Rogério Lourenço Novo, dono da Contábil Corrêa Contabilidade & Auditoria Ltda., empresa que pagou R$ 500 mil ao escritório do senador Flávio Bolsonaro (PL-RJ), já foi investigado por crime contra a ordem tributária e lavagem de dinheiro em um caso envolvendo executivos do ramo automotivo.
Em 2020, a Polícia Federal acusou Novo de usar notas fiscais falsas por meio de outras três empresas entre 2013 e 2015. A Justiça Federal de Sorocaba, no interior de São Paulo, arquivou o caso em 2021, a pedido do Ministério Público Federal, depois que a companhia pagou débitos gerados por firmas apontadas como fachadas.
Os valores ligados ao caso arquivado somavam R$ 94 milhões, em montantes da época, entre tributos sonegados e multas aplicadas. Em 8 de outubro de 2025, a defesa de Novo pediu a baixa do processo e a retirada de seu nome da ação, mas o registro permanece público.
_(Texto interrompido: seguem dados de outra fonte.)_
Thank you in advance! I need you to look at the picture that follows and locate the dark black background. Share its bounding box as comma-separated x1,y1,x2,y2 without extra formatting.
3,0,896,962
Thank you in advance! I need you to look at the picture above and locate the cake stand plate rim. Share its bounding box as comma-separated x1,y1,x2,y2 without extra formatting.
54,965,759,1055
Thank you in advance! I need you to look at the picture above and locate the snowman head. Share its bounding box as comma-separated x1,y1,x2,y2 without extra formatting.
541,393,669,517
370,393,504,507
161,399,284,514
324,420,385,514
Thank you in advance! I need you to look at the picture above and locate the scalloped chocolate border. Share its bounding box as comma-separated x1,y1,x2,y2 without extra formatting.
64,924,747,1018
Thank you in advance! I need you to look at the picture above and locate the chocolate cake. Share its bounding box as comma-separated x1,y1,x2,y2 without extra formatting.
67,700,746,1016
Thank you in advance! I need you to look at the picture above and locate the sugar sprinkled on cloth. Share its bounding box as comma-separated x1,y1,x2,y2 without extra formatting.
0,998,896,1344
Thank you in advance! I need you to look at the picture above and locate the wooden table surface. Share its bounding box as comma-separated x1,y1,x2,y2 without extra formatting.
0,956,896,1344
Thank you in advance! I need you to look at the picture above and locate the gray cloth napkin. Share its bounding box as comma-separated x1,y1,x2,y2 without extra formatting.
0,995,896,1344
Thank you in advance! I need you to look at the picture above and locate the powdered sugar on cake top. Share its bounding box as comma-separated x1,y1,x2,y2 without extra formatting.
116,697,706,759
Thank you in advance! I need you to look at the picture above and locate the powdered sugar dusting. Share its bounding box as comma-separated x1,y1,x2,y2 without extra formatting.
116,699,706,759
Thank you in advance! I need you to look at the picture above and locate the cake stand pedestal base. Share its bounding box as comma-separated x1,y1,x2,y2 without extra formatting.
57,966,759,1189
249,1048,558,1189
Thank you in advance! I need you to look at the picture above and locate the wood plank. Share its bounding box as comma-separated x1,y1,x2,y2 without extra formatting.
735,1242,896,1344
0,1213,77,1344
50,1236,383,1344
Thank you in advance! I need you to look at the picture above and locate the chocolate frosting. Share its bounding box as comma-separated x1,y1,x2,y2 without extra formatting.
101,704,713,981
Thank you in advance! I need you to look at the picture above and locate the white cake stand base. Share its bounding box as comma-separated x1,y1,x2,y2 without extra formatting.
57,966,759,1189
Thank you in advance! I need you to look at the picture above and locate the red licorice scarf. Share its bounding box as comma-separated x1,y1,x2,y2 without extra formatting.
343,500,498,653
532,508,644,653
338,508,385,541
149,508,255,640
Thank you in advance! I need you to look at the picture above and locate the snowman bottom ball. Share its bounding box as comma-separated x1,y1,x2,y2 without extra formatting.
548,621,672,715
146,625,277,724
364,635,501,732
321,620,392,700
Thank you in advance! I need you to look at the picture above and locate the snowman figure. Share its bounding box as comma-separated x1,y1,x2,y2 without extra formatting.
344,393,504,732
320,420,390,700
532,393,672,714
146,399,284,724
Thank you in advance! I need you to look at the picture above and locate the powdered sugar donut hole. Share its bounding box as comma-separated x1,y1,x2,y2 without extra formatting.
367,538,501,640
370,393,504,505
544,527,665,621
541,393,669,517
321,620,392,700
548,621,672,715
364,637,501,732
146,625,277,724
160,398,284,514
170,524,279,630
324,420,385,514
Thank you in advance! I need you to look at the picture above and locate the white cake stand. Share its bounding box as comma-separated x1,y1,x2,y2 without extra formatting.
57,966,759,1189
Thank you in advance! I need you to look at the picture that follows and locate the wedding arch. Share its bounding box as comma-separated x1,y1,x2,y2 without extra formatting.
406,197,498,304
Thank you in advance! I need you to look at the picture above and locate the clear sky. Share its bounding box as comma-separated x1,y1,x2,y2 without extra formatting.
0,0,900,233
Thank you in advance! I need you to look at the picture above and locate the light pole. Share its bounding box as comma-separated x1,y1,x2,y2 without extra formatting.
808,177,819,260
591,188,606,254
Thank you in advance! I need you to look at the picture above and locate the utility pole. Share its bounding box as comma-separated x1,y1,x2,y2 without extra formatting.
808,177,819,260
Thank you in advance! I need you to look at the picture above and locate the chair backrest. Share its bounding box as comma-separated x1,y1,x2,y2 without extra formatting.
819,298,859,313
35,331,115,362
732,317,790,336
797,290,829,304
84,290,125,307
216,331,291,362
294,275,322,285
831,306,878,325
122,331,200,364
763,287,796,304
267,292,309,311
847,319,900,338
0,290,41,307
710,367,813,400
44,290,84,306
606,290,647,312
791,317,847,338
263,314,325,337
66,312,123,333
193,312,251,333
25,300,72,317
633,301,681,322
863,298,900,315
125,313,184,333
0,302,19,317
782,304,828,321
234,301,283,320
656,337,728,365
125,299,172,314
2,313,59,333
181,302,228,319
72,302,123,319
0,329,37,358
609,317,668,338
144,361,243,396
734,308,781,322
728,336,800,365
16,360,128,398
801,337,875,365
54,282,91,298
O caso antigo não tem relação com as notas fiscais emitidas pelo escritório de Flávio Bolsonaro. A banca do senador emitiu duas notas de R$ 500 mil para a Copenhagen Assessoria e Consultoria S.A., ambas canceladas, e uma nota de R$ 500 mil para a Contábil Corrêa, que não foi cancelada.
Empresas de Novo aparecem no mesmo endereço
A Contábil Corrêa foi criada em março de 2005 com o nome Contábil Corrêa Ltda. e adotou a denominação atual em 2023. Desde a abertura, Rogério Lourenço Novo consta como único sócio da firma.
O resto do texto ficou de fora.